According to Architecture Digest, seismic dampers are placed between the columns and beams of each building floor and employ piston heads in cylinders of silicone oil to transfer vibrations to the liquid rather than the structure during an earthquake.
Base isolations come in many forms and at many price points, from rubber pads installed at the building’s foundation to act as tremor absorbers to decoupling an entire structure from its foundation and setting it atop a flexible pad so that when the ground shakes, the architecture remains intact and stable.
“The most economical option to protect a structure from cracks and collapse is fortification, making walls, columns, and beams thicker to better handle stress during a natural disaster.”
When a building is under construction, architects can specify materials like precast concrete walls, which help absorb lateral loads, or steel moment frames to build support directly into the structure.

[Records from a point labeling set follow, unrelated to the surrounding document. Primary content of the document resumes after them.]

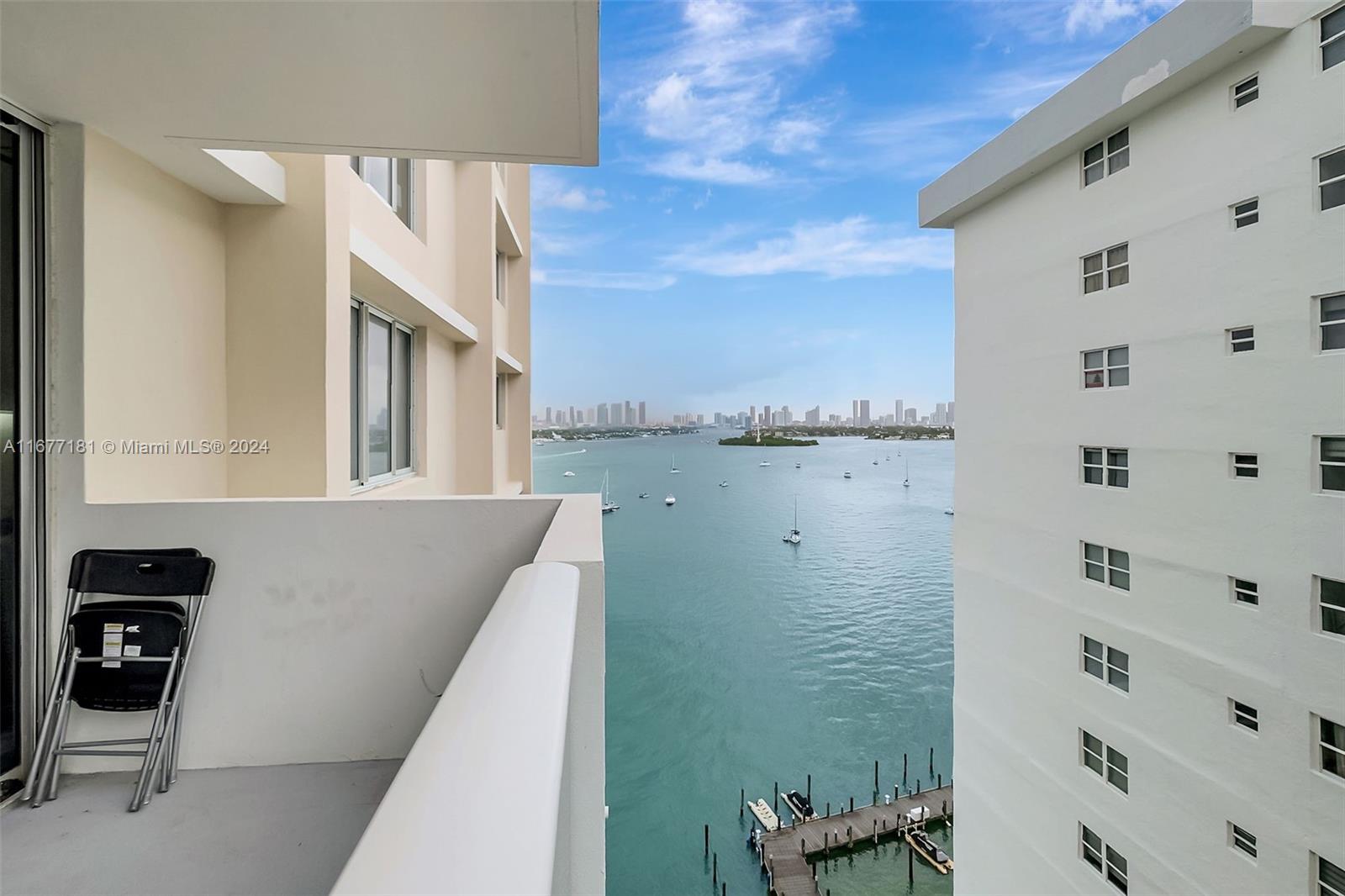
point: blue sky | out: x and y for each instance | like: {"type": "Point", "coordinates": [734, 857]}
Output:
{"type": "Point", "coordinates": [750, 235]}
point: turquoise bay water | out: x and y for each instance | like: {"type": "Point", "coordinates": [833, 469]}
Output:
{"type": "Point", "coordinates": [735, 660]}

“Reinforced concrete and structural steel bracing are contemporary industry standards that were long thought to be better options than wood; however, engineered products like cross-laminated timber have recently been proven lateral force resistant by the US Forest Service, which has led to a building code change for approval of CLT structures in seismic areas.”
Quake Test on the World’s Tallest Full-Scale Timber Building
In June, Wood Central reported that researchers in California, also subject to high seismic activity, were using “the shake table” to test a 10-storey cross-laminated timber building at the University of California San Diego.

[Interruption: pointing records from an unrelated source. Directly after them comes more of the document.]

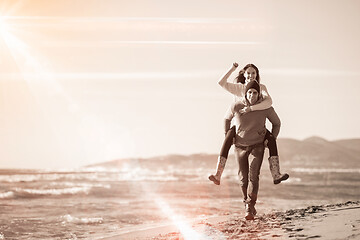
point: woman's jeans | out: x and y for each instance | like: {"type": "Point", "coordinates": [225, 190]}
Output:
{"type": "Point", "coordinates": [249, 159]}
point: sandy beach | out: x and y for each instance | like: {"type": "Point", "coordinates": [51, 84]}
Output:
{"type": "Point", "coordinates": [335, 221]}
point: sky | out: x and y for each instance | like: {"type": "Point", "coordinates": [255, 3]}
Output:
{"type": "Point", "coordinates": [88, 81]}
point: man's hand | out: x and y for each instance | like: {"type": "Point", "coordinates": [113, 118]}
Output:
{"type": "Point", "coordinates": [245, 110]}
{"type": "Point", "coordinates": [265, 143]}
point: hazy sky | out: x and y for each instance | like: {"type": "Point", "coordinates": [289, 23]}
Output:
{"type": "Point", "coordinates": [85, 81]}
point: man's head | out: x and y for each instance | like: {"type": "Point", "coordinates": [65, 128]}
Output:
{"type": "Point", "coordinates": [252, 92]}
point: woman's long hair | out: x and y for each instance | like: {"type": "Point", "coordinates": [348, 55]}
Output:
{"type": "Point", "coordinates": [241, 78]}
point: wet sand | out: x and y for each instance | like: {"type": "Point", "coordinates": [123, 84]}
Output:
{"type": "Point", "coordinates": [335, 221]}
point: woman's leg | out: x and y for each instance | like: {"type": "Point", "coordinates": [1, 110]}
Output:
{"type": "Point", "coordinates": [274, 162]}
{"type": "Point", "coordinates": [228, 141]}
{"type": "Point", "coordinates": [271, 143]}
{"type": "Point", "coordinates": [255, 166]}
{"type": "Point", "coordinates": [224, 152]}
{"type": "Point", "coordinates": [241, 157]}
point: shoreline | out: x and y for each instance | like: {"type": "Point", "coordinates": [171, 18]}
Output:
{"type": "Point", "coordinates": [332, 221]}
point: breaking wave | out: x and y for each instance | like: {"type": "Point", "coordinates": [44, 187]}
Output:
{"type": "Point", "coordinates": [326, 170]}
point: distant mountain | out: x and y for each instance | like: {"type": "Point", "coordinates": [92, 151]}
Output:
{"type": "Point", "coordinates": [313, 152]}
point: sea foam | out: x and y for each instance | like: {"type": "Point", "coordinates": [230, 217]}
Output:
{"type": "Point", "coordinates": [70, 219]}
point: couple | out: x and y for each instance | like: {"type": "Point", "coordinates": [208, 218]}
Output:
{"type": "Point", "coordinates": [252, 108]}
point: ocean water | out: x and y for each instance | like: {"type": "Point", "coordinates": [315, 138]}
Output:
{"type": "Point", "coordinates": [92, 203]}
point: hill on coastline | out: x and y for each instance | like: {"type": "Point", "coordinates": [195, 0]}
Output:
{"type": "Point", "coordinates": [313, 152]}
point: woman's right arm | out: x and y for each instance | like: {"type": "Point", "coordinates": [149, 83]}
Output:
{"type": "Point", "coordinates": [234, 88]}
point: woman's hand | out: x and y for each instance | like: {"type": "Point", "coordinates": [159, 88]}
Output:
{"type": "Point", "coordinates": [234, 66]}
{"type": "Point", "coordinates": [245, 110]}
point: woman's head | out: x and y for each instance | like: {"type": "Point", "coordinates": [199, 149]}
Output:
{"type": "Point", "coordinates": [248, 73]}
{"type": "Point", "coordinates": [252, 92]}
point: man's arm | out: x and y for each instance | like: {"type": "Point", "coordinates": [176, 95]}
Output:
{"type": "Point", "coordinates": [275, 121]}
{"type": "Point", "coordinates": [228, 117]}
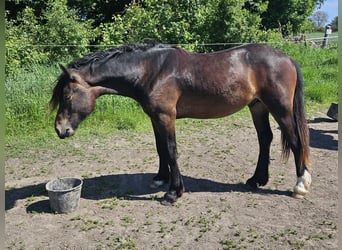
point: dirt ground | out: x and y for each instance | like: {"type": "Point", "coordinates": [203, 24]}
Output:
{"type": "Point", "coordinates": [118, 209]}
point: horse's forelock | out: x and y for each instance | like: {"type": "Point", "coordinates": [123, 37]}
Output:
{"type": "Point", "coordinates": [57, 91]}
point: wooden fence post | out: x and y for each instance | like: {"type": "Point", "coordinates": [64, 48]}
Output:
{"type": "Point", "coordinates": [326, 36]}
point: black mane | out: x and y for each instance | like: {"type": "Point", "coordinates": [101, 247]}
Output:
{"type": "Point", "coordinates": [97, 56]}
{"type": "Point", "coordinates": [112, 53]}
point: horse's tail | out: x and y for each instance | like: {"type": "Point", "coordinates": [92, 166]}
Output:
{"type": "Point", "coordinates": [300, 122]}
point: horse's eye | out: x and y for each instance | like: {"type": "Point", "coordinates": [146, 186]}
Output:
{"type": "Point", "coordinates": [67, 97]}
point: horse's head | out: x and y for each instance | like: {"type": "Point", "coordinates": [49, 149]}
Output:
{"type": "Point", "coordinates": [75, 99]}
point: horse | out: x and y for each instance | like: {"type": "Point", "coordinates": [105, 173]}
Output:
{"type": "Point", "coordinates": [171, 83]}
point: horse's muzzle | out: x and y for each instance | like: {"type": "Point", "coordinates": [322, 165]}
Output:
{"type": "Point", "coordinates": [64, 132]}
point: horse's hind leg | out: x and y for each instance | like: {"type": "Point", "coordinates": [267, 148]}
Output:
{"type": "Point", "coordinates": [291, 139]}
{"type": "Point", "coordinates": [260, 115]}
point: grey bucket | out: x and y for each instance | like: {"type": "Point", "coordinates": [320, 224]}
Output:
{"type": "Point", "coordinates": [64, 194]}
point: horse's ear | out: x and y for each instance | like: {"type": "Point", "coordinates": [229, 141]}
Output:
{"type": "Point", "coordinates": [64, 70]}
{"type": "Point", "coordinates": [67, 73]}
{"type": "Point", "coordinates": [99, 90]}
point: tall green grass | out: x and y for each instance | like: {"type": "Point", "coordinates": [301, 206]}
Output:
{"type": "Point", "coordinates": [28, 118]}
{"type": "Point", "coordinates": [319, 68]}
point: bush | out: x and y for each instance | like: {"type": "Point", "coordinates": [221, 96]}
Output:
{"type": "Point", "coordinates": [56, 35]}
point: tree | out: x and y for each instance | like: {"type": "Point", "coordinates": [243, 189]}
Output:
{"type": "Point", "coordinates": [288, 16]}
{"type": "Point", "coordinates": [320, 18]}
{"type": "Point", "coordinates": [334, 24]}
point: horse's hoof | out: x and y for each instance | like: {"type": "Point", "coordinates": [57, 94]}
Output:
{"type": "Point", "coordinates": [297, 196]}
{"type": "Point", "coordinates": [169, 198]}
{"type": "Point", "coordinates": [302, 186]}
{"type": "Point", "coordinates": [252, 185]}
{"type": "Point", "coordinates": [157, 184]}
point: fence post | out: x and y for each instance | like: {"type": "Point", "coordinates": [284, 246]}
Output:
{"type": "Point", "coordinates": [326, 36]}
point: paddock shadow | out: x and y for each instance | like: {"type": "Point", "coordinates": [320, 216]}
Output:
{"type": "Point", "coordinates": [128, 186]}
{"type": "Point", "coordinates": [323, 139]}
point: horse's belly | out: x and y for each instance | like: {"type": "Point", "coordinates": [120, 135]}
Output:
{"type": "Point", "coordinates": [205, 107]}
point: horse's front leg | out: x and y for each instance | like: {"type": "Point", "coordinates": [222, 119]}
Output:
{"type": "Point", "coordinates": [166, 127]}
{"type": "Point", "coordinates": [163, 175]}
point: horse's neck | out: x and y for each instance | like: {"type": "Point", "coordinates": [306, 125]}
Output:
{"type": "Point", "coordinates": [119, 79]}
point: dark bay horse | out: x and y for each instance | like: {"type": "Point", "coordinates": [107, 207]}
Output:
{"type": "Point", "coordinates": [171, 83]}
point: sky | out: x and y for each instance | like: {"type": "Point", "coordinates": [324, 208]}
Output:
{"type": "Point", "coordinates": [331, 8]}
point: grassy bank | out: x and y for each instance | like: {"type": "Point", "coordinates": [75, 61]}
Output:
{"type": "Point", "coordinates": [30, 122]}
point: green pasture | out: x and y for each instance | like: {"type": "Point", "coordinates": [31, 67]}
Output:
{"type": "Point", "coordinates": [29, 122]}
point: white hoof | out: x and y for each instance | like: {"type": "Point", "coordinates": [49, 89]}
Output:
{"type": "Point", "coordinates": [157, 184]}
{"type": "Point", "coordinates": [302, 186]}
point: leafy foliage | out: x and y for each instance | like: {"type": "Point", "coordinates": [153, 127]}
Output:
{"type": "Point", "coordinates": [34, 40]}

Previously reported by Science Blog, the experiment, known as the TallWood Project, is the tallest full-scale building ever to undergo testing on an earthquake simulator or shake table.
The shake table can recreate earthquake movements of various magnitudes on the Richter scale, ranging from 4 to 8, by mimicking seismic activity from past earthquakes, including the Northridge earthquake that hit Los Angeles in 1994.

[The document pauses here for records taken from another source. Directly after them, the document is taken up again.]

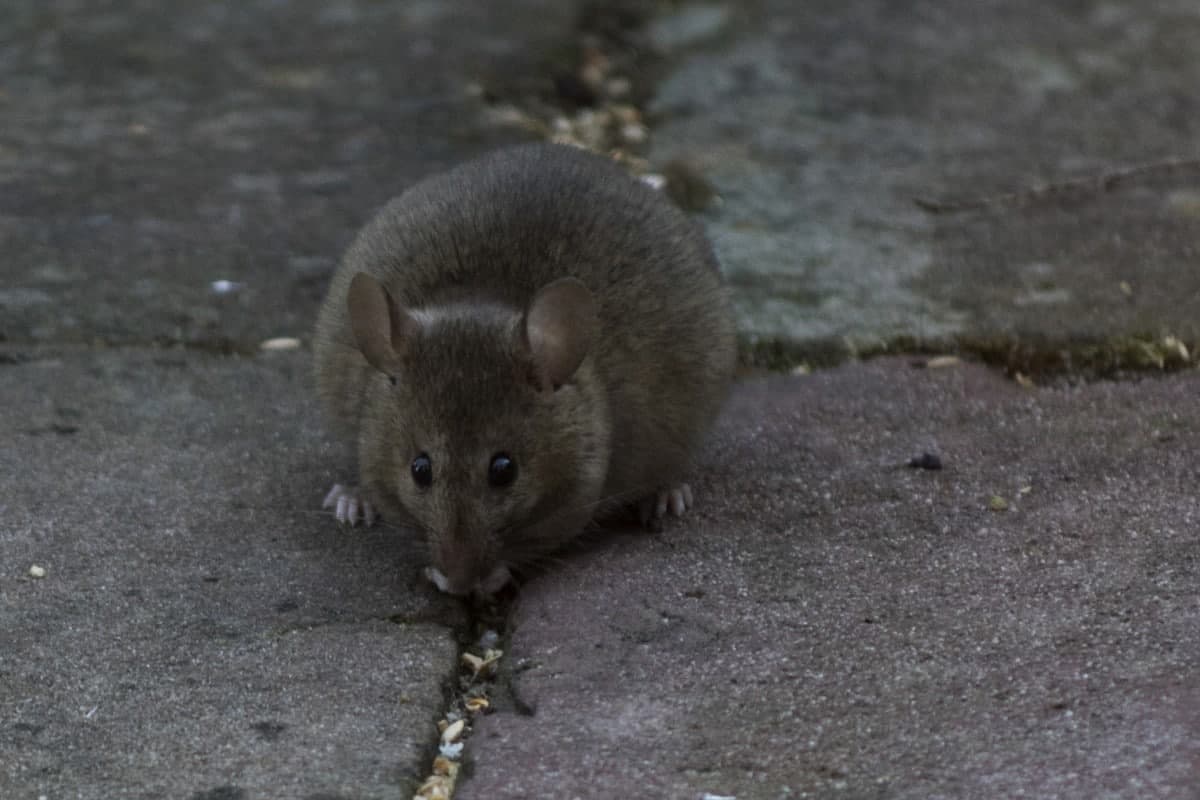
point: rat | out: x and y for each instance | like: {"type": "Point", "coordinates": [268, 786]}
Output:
{"type": "Point", "coordinates": [519, 347]}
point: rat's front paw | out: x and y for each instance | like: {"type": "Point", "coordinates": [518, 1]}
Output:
{"type": "Point", "coordinates": [349, 506]}
{"type": "Point", "coordinates": [673, 499]}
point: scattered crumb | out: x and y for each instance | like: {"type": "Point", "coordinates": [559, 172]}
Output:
{"type": "Point", "coordinates": [280, 343]}
{"type": "Point", "coordinates": [942, 361]}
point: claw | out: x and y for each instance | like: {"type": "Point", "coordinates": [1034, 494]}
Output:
{"type": "Point", "coordinates": [676, 500]}
{"type": "Point", "coordinates": [349, 506]}
{"type": "Point", "coordinates": [331, 498]}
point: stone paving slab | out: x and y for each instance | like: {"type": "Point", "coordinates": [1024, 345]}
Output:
{"type": "Point", "coordinates": [201, 631]}
{"type": "Point", "coordinates": [832, 623]}
{"type": "Point", "coordinates": [821, 122]}
{"type": "Point", "coordinates": [149, 150]}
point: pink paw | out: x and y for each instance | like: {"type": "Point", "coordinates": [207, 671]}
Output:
{"type": "Point", "coordinates": [673, 499]}
{"type": "Point", "coordinates": [348, 506]}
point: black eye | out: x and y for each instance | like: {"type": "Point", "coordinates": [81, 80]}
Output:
{"type": "Point", "coordinates": [502, 471]}
{"type": "Point", "coordinates": [423, 470]}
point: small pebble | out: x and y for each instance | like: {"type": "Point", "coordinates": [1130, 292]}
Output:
{"type": "Point", "coordinates": [223, 287]}
{"type": "Point", "coordinates": [925, 461]}
{"type": "Point", "coordinates": [280, 343]}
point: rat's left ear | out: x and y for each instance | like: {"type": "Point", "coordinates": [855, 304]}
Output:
{"type": "Point", "coordinates": [559, 328]}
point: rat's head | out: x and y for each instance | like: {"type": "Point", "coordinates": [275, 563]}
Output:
{"type": "Point", "coordinates": [483, 425]}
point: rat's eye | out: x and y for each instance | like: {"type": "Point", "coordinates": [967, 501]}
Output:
{"type": "Point", "coordinates": [502, 471]}
{"type": "Point", "coordinates": [423, 470]}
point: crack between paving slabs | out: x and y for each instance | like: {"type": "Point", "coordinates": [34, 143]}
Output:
{"type": "Point", "coordinates": [471, 693]}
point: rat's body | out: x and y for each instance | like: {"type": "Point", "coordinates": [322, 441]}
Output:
{"type": "Point", "coordinates": [496, 405]}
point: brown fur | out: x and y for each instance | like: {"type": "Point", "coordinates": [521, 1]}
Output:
{"type": "Point", "coordinates": [465, 254]}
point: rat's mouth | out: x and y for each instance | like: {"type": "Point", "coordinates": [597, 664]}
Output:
{"type": "Point", "coordinates": [495, 581]}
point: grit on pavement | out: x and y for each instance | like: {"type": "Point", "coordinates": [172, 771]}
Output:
{"type": "Point", "coordinates": [175, 187]}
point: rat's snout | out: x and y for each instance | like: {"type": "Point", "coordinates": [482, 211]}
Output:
{"type": "Point", "coordinates": [461, 587]}
{"type": "Point", "coordinates": [463, 569]}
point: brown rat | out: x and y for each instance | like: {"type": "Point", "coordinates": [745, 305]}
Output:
{"type": "Point", "coordinates": [519, 346]}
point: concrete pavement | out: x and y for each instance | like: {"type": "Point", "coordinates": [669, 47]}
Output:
{"type": "Point", "coordinates": [175, 186]}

“The combination of the largest payload capacity in the world, an outdoor setting, and the newly added six-degrees-of-freedom shaking capability make the UC San Diego shake table a powerful and unique facility,” said Professor Joel Conte, principal of the Department of Structural Engineering at the UC San Diego Jacobs School of Engineering.
“It’s the only place where the TallWood Project tests could happen,” Conte said.
Mass timber buildings are gaining popularity as greener and faster alternatives to concrete and steel structures – including the 11-storey Port Plus building, which rose in Tokyo last year.
With new building codes updated to permit more high-rise mass-timber buildings, many questions exist about how such buildings would fare in earthquakes.
“Mass timber is part of a massive trend in architecture and construction, but the seismic performance of tall buildings made with these new systems is not as well-understood as other existing building systems,” said Shiling Pei, principal investigator and associate professor of civil and environmental engineering at Colorado School of Mines.
Meanwhile, in Japan, engineers say preparedness is the best way to combat an earthquake’s potentially deadly effects. After every event, Japanese scientists instrument buildings to find where they have gone structurally wrong. This knowledge helps ensure that every subsequent tremor will be less disastrous than the last.